Какой интересный голос — мужественный, и в то же время очень мягкий. Я опустилась на ближайший диванчик, не глядя.
Что-то пихнуло меня в бок и заверещало. Я тоже чуть не заверещала от неожиданности. Белый комок шерсти размером с кошку скатился с дивана и, перебирая несколькими парами лапок, подбежал к центу.
Мужчина поднял зверька, и тот сразу же обхватил его лапками за шею, прижался всем телом.
— Обидела.
Владетель молчал. Значит, его мужественно-мягким голосом говорил этот зверек?
— Мелок на тебя обиделся, — сказал альбинос, подтверждая мою догадку. — Не надо было на него садиться. Хочешь погладить его, загладить вину?
— А он не укусит?
— Мелок хороший, — обиженно протянул зверек.
Я восторженно вздохнула. Говорящее животное!
— Это понги, — объяснил центаврианин. — Маленькое, но умное создание. Любит ласку.
Я подошла, ничего не видя, кроме понги. Осторожно коснулась шерстки — мягкой и длинной, кое-где спутанной.

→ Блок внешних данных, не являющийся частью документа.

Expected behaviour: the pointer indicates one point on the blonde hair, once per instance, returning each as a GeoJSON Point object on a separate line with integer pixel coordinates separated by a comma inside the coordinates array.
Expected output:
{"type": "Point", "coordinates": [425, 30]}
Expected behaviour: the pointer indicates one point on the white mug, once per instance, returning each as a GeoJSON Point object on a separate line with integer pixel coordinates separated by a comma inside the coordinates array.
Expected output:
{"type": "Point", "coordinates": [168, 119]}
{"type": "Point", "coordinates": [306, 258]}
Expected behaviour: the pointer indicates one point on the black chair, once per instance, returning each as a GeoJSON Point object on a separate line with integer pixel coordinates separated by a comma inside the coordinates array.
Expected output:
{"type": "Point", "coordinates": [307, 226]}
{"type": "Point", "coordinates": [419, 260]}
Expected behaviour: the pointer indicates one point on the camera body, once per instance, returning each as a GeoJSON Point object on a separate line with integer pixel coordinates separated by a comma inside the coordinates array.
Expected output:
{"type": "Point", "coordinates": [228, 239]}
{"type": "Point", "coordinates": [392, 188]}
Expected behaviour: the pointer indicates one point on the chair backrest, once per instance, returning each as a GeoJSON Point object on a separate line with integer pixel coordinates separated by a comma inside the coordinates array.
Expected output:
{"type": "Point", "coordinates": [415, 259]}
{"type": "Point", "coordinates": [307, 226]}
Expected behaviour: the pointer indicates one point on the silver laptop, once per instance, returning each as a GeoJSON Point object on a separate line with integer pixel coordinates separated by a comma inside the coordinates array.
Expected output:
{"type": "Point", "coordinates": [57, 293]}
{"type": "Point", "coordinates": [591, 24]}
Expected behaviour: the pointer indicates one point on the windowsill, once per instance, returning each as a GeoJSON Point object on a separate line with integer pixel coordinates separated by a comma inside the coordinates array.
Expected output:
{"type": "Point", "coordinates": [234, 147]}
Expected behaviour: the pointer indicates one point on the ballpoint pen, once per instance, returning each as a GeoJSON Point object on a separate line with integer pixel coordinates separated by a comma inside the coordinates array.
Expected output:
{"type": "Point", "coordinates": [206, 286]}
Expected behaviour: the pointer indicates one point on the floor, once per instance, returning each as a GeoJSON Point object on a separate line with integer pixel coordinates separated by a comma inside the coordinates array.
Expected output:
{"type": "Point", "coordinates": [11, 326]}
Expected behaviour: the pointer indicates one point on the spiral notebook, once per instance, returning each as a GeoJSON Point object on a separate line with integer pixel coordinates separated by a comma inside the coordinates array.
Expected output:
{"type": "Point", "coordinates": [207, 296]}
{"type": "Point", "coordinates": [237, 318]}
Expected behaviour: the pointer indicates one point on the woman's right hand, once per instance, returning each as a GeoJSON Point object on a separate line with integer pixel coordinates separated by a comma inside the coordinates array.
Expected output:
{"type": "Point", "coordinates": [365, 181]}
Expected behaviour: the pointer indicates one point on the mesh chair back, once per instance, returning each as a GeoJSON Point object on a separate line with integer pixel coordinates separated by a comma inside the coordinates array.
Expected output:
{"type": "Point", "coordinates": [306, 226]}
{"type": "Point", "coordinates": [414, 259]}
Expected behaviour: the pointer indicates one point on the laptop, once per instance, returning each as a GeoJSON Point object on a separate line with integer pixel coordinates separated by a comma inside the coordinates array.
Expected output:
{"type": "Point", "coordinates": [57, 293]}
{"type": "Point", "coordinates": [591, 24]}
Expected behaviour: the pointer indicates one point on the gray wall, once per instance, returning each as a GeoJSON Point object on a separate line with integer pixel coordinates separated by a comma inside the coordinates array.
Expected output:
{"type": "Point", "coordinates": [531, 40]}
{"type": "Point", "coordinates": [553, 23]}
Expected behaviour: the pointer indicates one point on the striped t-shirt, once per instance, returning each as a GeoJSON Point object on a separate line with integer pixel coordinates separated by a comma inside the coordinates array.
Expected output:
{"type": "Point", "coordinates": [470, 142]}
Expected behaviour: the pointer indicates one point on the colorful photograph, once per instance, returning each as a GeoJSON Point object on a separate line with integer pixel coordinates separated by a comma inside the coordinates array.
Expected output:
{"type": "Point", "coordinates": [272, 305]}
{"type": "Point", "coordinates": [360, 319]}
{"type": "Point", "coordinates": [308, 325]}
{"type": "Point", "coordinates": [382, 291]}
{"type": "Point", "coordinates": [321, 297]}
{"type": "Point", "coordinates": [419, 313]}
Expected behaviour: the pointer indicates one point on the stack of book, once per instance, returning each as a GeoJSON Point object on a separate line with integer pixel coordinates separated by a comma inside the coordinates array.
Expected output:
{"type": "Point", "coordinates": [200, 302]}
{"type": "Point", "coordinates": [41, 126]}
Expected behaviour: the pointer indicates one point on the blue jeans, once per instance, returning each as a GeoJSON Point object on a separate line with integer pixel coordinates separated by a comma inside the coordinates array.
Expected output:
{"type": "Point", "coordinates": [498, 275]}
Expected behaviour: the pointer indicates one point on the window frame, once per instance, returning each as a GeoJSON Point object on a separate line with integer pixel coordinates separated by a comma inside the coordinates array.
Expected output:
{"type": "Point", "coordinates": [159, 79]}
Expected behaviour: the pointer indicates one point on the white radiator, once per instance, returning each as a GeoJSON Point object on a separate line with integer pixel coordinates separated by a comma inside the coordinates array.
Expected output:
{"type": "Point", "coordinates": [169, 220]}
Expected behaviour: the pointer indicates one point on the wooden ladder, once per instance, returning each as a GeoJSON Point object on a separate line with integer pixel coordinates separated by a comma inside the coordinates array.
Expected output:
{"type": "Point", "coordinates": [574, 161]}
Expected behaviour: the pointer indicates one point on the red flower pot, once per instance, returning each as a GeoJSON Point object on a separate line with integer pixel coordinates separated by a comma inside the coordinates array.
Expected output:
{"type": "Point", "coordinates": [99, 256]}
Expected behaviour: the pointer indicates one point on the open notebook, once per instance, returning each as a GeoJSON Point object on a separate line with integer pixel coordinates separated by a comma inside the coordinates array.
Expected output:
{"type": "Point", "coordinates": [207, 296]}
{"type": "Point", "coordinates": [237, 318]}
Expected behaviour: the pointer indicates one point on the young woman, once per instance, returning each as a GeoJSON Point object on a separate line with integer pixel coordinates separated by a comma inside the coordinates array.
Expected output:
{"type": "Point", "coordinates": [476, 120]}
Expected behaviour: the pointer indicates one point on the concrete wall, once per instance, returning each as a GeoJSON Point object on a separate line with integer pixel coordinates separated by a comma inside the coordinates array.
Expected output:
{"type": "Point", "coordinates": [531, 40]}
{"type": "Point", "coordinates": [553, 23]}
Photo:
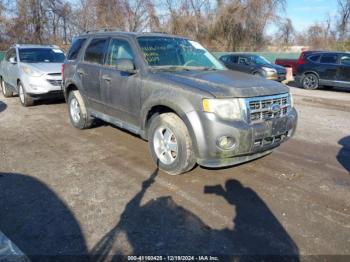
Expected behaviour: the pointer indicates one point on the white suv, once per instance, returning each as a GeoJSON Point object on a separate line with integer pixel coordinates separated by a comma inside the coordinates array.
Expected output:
{"type": "Point", "coordinates": [32, 71]}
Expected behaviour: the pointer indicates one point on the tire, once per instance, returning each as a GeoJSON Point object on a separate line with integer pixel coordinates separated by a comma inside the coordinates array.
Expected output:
{"type": "Point", "coordinates": [78, 115]}
{"type": "Point", "coordinates": [5, 91]}
{"type": "Point", "coordinates": [25, 99]}
{"type": "Point", "coordinates": [310, 81]}
{"type": "Point", "coordinates": [170, 144]}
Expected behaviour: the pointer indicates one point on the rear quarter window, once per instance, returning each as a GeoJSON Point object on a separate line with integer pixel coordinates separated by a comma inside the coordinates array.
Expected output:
{"type": "Point", "coordinates": [329, 59]}
{"type": "Point", "coordinates": [75, 48]}
{"type": "Point", "coordinates": [314, 58]}
{"type": "Point", "coordinates": [96, 50]}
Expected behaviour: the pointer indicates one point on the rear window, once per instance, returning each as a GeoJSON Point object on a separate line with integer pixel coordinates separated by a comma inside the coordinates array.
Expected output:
{"type": "Point", "coordinates": [75, 48]}
{"type": "Point", "coordinates": [41, 55]}
{"type": "Point", "coordinates": [345, 60]}
{"type": "Point", "coordinates": [329, 59]}
{"type": "Point", "coordinates": [314, 58]}
{"type": "Point", "coordinates": [96, 50]}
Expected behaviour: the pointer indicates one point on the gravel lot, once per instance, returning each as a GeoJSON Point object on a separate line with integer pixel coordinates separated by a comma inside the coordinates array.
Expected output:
{"type": "Point", "coordinates": [97, 192]}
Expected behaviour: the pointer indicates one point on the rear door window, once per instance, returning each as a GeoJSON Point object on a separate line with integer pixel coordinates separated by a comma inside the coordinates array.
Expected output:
{"type": "Point", "coordinates": [314, 58]}
{"type": "Point", "coordinates": [242, 60]}
{"type": "Point", "coordinates": [329, 59]}
{"type": "Point", "coordinates": [75, 48]}
{"type": "Point", "coordinates": [96, 50]}
{"type": "Point", "coordinates": [118, 49]}
{"type": "Point", "coordinates": [345, 60]}
{"type": "Point", "coordinates": [233, 59]}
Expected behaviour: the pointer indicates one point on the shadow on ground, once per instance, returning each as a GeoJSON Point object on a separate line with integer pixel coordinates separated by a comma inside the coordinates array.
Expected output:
{"type": "Point", "coordinates": [343, 156]}
{"type": "Point", "coordinates": [39, 223]}
{"type": "Point", "coordinates": [162, 227]}
{"type": "Point", "coordinates": [3, 106]}
{"type": "Point", "coordinates": [36, 220]}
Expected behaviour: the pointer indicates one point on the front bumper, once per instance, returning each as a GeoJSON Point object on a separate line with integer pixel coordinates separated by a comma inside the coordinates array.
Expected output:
{"type": "Point", "coordinates": [251, 141]}
{"type": "Point", "coordinates": [42, 86]}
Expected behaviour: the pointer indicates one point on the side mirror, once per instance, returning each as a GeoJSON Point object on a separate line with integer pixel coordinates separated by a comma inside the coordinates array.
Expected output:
{"type": "Point", "coordinates": [12, 60]}
{"type": "Point", "coordinates": [126, 65]}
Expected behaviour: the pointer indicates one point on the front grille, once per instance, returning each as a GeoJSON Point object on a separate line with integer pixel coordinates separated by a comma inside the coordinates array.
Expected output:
{"type": "Point", "coordinates": [268, 107]}
{"type": "Point", "coordinates": [55, 82]}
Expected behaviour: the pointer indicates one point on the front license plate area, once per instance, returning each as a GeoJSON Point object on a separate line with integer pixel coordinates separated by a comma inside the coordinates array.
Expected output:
{"type": "Point", "coordinates": [279, 126]}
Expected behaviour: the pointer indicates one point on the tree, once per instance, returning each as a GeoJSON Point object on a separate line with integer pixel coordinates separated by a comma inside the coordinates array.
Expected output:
{"type": "Point", "coordinates": [344, 14]}
{"type": "Point", "coordinates": [286, 32]}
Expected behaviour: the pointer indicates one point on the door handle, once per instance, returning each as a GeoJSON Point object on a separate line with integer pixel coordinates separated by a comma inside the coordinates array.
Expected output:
{"type": "Point", "coordinates": [81, 72]}
{"type": "Point", "coordinates": [106, 78]}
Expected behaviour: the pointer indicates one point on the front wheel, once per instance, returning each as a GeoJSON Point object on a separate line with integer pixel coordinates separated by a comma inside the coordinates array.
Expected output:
{"type": "Point", "coordinates": [5, 91]}
{"type": "Point", "coordinates": [26, 100]}
{"type": "Point", "coordinates": [310, 81]}
{"type": "Point", "coordinates": [77, 111]}
{"type": "Point", "coordinates": [170, 144]}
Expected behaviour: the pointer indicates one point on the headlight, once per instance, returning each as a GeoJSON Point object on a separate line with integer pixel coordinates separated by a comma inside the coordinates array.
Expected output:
{"type": "Point", "coordinates": [31, 71]}
{"type": "Point", "coordinates": [269, 70]}
{"type": "Point", "coordinates": [225, 108]}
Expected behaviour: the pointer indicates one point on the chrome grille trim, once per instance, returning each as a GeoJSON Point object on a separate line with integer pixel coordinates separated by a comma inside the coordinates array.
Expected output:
{"type": "Point", "coordinates": [260, 108]}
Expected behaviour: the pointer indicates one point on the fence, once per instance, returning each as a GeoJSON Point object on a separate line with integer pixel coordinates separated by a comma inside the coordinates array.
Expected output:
{"type": "Point", "coordinates": [268, 55]}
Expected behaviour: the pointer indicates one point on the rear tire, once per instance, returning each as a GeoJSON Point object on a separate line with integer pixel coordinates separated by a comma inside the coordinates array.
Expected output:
{"type": "Point", "coordinates": [310, 81]}
{"type": "Point", "coordinates": [78, 115]}
{"type": "Point", "coordinates": [5, 90]}
{"type": "Point", "coordinates": [170, 144]}
{"type": "Point", "coordinates": [26, 100]}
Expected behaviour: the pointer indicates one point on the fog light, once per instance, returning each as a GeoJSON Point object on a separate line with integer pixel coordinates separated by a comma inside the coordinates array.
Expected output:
{"type": "Point", "coordinates": [226, 142]}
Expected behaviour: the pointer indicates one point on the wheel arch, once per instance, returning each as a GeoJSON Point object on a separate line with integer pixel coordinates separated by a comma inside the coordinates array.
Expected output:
{"type": "Point", "coordinates": [311, 72]}
{"type": "Point", "coordinates": [154, 109]}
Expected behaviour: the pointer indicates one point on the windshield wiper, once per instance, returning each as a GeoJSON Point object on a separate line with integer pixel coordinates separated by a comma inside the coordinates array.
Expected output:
{"type": "Point", "coordinates": [185, 68]}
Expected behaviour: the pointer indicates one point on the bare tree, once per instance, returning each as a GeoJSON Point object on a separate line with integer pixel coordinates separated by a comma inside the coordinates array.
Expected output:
{"type": "Point", "coordinates": [286, 32]}
{"type": "Point", "coordinates": [344, 13]}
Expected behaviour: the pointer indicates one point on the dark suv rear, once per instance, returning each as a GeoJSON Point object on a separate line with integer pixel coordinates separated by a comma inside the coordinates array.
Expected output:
{"type": "Point", "coordinates": [324, 69]}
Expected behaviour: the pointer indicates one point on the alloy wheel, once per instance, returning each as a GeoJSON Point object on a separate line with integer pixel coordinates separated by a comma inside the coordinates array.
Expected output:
{"type": "Point", "coordinates": [75, 110]}
{"type": "Point", "coordinates": [165, 145]}
{"type": "Point", "coordinates": [310, 82]}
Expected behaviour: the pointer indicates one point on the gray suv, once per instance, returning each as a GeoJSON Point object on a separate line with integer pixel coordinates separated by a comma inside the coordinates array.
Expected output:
{"type": "Point", "coordinates": [32, 71]}
{"type": "Point", "coordinates": [171, 91]}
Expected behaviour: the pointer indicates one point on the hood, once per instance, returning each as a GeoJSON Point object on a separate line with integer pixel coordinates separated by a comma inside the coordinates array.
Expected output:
{"type": "Point", "coordinates": [225, 83]}
{"type": "Point", "coordinates": [46, 67]}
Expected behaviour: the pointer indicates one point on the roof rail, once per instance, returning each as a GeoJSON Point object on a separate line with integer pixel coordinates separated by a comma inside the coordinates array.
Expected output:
{"type": "Point", "coordinates": [101, 30]}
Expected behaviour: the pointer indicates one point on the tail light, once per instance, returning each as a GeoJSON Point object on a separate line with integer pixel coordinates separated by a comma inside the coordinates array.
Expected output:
{"type": "Point", "coordinates": [301, 59]}
{"type": "Point", "coordinates": [62, 71]}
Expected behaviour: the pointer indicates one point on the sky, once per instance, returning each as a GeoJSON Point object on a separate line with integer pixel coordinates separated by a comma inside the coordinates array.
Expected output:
{"type": "Point", "coordinates": [304, 13]}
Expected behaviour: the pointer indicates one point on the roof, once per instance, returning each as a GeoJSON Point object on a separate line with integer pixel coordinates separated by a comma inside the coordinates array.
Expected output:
{"type": "Point", "coordinates": [35, 46]}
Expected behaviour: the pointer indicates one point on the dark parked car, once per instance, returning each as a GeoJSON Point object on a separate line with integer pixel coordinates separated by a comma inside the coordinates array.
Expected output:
{"type": "Point", "coordinates": [324, 69]}
{"type": "Point", "coordinates": [172, 92]}
{"type": "Point", "coordinates": [294, 63]}
{"type": "Point", "coordinates": [254, 64]}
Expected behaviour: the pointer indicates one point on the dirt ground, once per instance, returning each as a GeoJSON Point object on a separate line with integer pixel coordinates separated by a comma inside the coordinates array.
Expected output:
{"type": "Point", "coordinates": [97, 192]}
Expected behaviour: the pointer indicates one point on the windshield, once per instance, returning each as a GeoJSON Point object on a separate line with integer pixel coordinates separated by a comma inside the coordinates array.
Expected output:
{"type": "Point", "coordinates": [41, 55]}
{"type": "Point", "coordinates": [167, 52]}
{"type": "Point", "coordinates": [260, 60]}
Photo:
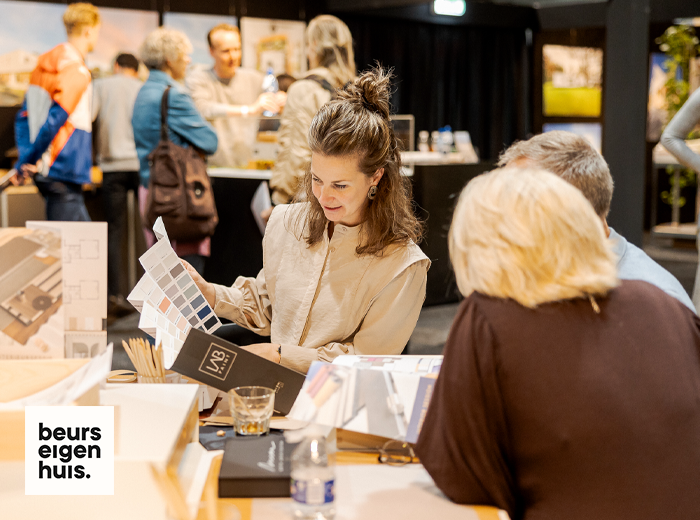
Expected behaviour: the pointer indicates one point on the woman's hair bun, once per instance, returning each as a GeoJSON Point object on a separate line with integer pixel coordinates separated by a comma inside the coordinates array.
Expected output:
{"type": "Point", "coordinates": [372, 89]}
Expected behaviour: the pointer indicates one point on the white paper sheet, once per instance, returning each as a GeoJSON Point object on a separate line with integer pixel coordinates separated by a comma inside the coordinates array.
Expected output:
{"type": "Point", "coordinates": [72, 387]}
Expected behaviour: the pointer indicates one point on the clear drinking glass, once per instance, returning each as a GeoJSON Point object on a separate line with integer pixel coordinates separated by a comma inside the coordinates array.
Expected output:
{"type": "Point", "coordinates": [251, 409]}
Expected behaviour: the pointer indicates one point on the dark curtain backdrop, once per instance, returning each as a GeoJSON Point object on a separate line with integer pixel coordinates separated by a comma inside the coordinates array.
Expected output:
{"type": "Point", "coordinates": [471, 78]}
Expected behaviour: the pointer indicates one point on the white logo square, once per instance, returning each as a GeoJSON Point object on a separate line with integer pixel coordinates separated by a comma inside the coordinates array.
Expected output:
{"type": "Point", "coordinates": [69, 450]}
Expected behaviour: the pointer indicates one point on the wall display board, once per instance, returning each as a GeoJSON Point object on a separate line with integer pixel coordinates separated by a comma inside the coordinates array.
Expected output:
{"type": "Point", "coordinates": [196, 27]}
{"type": "Point", "coordinates": [274, 43]}
{"type": "Point", "coordinates": [572, 81]}
{"type": "Point", "coordinates": [122, 30]}
{"type": "Point", "coordinates": [592, 132]}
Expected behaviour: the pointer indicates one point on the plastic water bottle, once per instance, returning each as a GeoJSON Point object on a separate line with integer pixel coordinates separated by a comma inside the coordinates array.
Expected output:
{"type": "Point", "coordinates": [446, 139]}
{"type": "Point", "coordinates": [271, 86]}
{"type": "Point", "coordinates": [313, 479]}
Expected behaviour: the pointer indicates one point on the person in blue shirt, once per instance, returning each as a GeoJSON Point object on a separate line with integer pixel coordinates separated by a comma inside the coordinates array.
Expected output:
{"type": "Point", "coordinates": [572, 158]}
{"type": "Point", "coordinates": [166, 54]}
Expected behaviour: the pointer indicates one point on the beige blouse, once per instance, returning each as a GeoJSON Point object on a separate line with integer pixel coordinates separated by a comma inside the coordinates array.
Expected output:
{"type": "Point", "coordinates": [323, 301]}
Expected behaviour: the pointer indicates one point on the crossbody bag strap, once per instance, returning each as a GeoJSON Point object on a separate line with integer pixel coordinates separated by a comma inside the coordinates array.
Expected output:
{"type": "Point", "coordinates": [164, 115]}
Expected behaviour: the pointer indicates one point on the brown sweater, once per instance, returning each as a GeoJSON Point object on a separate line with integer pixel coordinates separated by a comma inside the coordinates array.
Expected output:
{"type": "Point", "coordinates": [561, 413]}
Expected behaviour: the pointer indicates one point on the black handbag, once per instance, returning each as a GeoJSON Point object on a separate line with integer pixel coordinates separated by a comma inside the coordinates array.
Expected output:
{"type": "Point", "coordinates": [179, 189]}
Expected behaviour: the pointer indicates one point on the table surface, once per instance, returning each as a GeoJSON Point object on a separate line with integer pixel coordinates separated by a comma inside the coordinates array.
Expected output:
{"type": "Point", "coordinates": [365, 490]}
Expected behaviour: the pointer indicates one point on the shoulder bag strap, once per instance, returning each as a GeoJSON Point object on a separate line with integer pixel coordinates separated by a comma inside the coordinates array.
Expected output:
{"type": "Point", "coordinates": [164, 115]}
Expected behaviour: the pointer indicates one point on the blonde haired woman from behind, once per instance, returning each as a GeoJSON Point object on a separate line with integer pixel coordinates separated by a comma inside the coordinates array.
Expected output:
{"type": "Point", "coordinates": [342, 273]}
{"type": "Point", "coordinates": [332, 65]}
{"type": "Point", "coordinates": [564, 393]}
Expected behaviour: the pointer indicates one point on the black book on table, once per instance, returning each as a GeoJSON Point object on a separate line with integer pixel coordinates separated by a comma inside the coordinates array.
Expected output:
{"type": "Point", "coordinates": [223, 365]}
{"type": "Point", "coordinates": [256, 467]}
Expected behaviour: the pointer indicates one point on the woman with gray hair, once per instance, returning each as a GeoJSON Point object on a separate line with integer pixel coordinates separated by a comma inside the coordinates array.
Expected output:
{"type": "Point", "coordinates": [564, 392]}
{"type": "Point", "coordinates": [166, 54]}
{"type": "Point", "coordinates": [332, 64]}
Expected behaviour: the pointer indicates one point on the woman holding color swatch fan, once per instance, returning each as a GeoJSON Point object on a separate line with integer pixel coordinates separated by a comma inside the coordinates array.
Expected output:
{"type": "Point", "coordinates": [342, 273]}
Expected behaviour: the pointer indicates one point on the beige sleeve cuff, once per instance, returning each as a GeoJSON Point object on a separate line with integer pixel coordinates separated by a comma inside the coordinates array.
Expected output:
{"type": "Point", "coordinates": [298, 358]}
{"type": "Point", "coordinates": [229, 301]}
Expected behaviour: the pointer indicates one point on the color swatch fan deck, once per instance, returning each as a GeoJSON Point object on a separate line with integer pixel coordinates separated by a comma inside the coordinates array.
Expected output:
{"type": "Point", "coordinates": [169, 301]}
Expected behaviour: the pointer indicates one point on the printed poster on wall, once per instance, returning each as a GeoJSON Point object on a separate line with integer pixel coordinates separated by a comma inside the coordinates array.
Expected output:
{"type": "Point", "coordinates": [572, 82]}
{"type": "Point", "coordinates": [123, 30]}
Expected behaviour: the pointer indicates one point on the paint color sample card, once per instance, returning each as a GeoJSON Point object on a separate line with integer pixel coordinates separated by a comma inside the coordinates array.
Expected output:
{"type": "Point", "coordinates": [169, 301]}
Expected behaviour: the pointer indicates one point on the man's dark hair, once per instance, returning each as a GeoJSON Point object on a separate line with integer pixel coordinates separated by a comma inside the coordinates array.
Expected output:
{"type": "Point", "coordinates": [127, 61]}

Ушки маленькие, лапок шесть, каждая оканчивается острыми коготками. Кажется, они, как у кошек, втягиваются.
— Обидела, — обиженно повторил Мелок, не поворачивая ко мне мордочки.
— Прости-и-и, Мелок, — нежно-нежно проговорила я.
Мелок или застеснялся (если животные вообще стесняются), или просто ему надоело висеть на шее альбиноса, и он быстро слез с него, побежал по полу, скрылся под одним из столиков.
И вот тогда-то я поняла, что это был отвлекающий маневр.
Альбинос просто приманил меня к себе поближе! И теперь рассматривал, как еще одного зверька, сверху вниз. Любопытно: когда мужчина находится строго напротив, его глаза кажутся просто светло-серыми. Стоит же немного поменять угол обзора, как они приобретают красный оттенок. А как ярко проступает рисунок радужки!
Чем больше я приглядывалась, тем очевиднее становилось — с альбиносом что-то не так. Подрагивают пальцы, взгляд мутный — так старшие выглядят, когда напиваются. Все-таки подействовала на него веронийская выпивка.
— Ты прислуживала мне.
— Да, светлейший.
— Послужи еще. — Владетель протянул руку и коснулся моего лица.
Я отшатнулась и спросила резко:
— Что вы делаете?
— Вчера ты себя предлагала. А сегодня я не настроен на игры. — Он снова попытался меня коснуться.
В голове зашумело. Внутренности завязались в угол, а тело напряглось до боли. Я словно на тринадцать лет назад вернулась — мною овладело то же отупение, и страх. Мелькнула мысль «Еще раз я не допущу!»
Тогда я размахнулась и влепила пощечину. Плевать, кто он — владетель, банкир, совершенно плевать. Ни один мужик меня против воли не тронет.
Центаврианин почему-то упал.
Я посмотрела на свою руку и ощутила жгучую пульсацию на кончиках пальцев. Эо! Больше десяти лет не пользовалась эо, а сегодня, то ли от страха, то ли от возмущения, приложила всей скопившейся силой нового владетеля.
Сделав шаг назад, я ударилась ногой о диванчик. Меня начало трясти. А что, если я его прикончила? Качнула головой — нет, такого быть не может. Или может?
Я села на диванчик; превратившиеся в желе ноги плохо держали. В голове настал полный сумбур. Не паниковать! Только не паниковать. Сейчас что-то придумаю. А сначала нужно подышать.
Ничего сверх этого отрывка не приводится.